Investors were also not entirely pleased with Medical Properties Trust Inc’s 2023 guidance, which includes lower estimated net income and NFFO. That lower guidance, however, has more to do with positive business moves by the company, not worsening economic conditions. Case in point: as noted above, last December, the REIT acquired six health-care facilities for about $280.0 million.
Thanks to CPI-based rent adjustments and fixed rent escalators, Medical Properties Trust Inc should add $50.0 million to its top line in 2023. Moreover, as mentioned earlier, the company recently improved its portfolio diversification by leasing its entire Utah hospital property to Catholic Health Initiatives Colorado.
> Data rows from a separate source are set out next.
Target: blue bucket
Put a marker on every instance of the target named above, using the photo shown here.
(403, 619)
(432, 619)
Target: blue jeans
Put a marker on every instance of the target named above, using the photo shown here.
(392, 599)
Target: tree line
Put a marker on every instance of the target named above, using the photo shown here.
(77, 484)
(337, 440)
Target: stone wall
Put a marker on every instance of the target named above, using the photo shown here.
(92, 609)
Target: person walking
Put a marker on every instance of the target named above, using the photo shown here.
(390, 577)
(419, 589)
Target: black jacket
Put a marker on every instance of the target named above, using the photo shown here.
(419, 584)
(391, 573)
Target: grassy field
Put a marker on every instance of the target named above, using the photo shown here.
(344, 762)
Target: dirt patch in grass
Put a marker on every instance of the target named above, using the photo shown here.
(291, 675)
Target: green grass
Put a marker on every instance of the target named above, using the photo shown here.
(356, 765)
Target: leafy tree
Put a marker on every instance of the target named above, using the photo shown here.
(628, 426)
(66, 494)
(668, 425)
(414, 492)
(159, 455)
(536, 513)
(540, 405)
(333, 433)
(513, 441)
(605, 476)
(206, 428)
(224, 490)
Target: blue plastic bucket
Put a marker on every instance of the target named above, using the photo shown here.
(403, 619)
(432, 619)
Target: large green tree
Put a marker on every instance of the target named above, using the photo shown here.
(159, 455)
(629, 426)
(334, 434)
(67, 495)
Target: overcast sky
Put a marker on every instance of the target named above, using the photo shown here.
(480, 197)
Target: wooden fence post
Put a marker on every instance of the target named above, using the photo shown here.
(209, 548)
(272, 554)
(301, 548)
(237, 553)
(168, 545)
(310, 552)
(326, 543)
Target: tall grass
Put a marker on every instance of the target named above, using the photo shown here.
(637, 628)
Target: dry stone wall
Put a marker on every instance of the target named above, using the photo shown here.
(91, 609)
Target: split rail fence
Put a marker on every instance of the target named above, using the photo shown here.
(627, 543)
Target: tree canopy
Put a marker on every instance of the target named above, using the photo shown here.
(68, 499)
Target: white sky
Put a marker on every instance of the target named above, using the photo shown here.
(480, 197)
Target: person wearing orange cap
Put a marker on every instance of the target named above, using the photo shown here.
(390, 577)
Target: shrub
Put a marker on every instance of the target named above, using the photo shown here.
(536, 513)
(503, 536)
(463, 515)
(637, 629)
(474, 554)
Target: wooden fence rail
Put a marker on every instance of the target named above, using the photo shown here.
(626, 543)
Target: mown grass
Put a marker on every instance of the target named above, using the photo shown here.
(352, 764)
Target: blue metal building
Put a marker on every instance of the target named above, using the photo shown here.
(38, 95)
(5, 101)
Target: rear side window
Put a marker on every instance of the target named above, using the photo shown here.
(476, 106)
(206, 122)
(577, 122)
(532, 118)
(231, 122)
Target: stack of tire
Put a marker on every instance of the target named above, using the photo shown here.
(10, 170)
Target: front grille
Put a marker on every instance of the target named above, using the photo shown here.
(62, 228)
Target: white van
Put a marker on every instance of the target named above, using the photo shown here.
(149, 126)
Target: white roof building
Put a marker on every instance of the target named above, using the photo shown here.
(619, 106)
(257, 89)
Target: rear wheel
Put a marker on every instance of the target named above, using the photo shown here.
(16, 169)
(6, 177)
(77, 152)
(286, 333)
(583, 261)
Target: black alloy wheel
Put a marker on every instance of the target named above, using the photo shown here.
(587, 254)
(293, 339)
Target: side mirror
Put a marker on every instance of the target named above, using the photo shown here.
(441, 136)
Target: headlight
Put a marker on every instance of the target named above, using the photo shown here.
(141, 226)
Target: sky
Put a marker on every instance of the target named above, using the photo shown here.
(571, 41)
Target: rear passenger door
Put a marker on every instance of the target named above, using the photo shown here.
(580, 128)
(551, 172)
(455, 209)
Over the last number of years, Medical Properties Trust Inc has improved its diversification and cash flow visibility. The company has increased the number of its operators from 30 in 2018 to 54 (accounting for 92% of its assets) now. As such, the REIT decreased its exposure to its largest operator by 32% from year-end 2018 to September 30, 2022. The REIT’s single-largest property currently accounts for less than three percent of its total real estate portfolio.
Medical Properties Trust’s real estate portfolio has a weighted average lease and loan maturity of 17.6 years. Furthermore, the company’s forward price-to-earnings (P/E) ratio is now just 6.6.
Even though investors might not like Medical Properties Trust Inc’s guidance for 2023, it hasn’t scared Wall Street analysts. They’ve projected that Medical Properties Trust stock could rally to as high as $18.00 per share, or by about 70% from its current level. That’s a far cry from some analysts’ projections for the S&P 500, in which they see it cratering by about 30% from its current level.
Chart courtesy of StockCharts.com
The Lowdown on Medical Properties Trust Inc
Medical Properties Trust is a great REIT with a solid balance sheet and growing international portfolio. Thanks to its improved real estate diversification and unmatched hospital underwriting, the company continues to report high cash flow. This allows it to reward MPW stockholders with annual pay raises, even during the worst economic conditions.
Medical Properties Trust Inc’s history of reliable dividend growth is propelled by accretive acquisitions, as well as uninterrupted and compounding annual rent increases that are embedded in virtually 100% of its leases.
This bodes well for the possibility of another pay raise from Medical Properties Trust stock in 2023. It could also help enhance investor optimism and juice its share price considerably.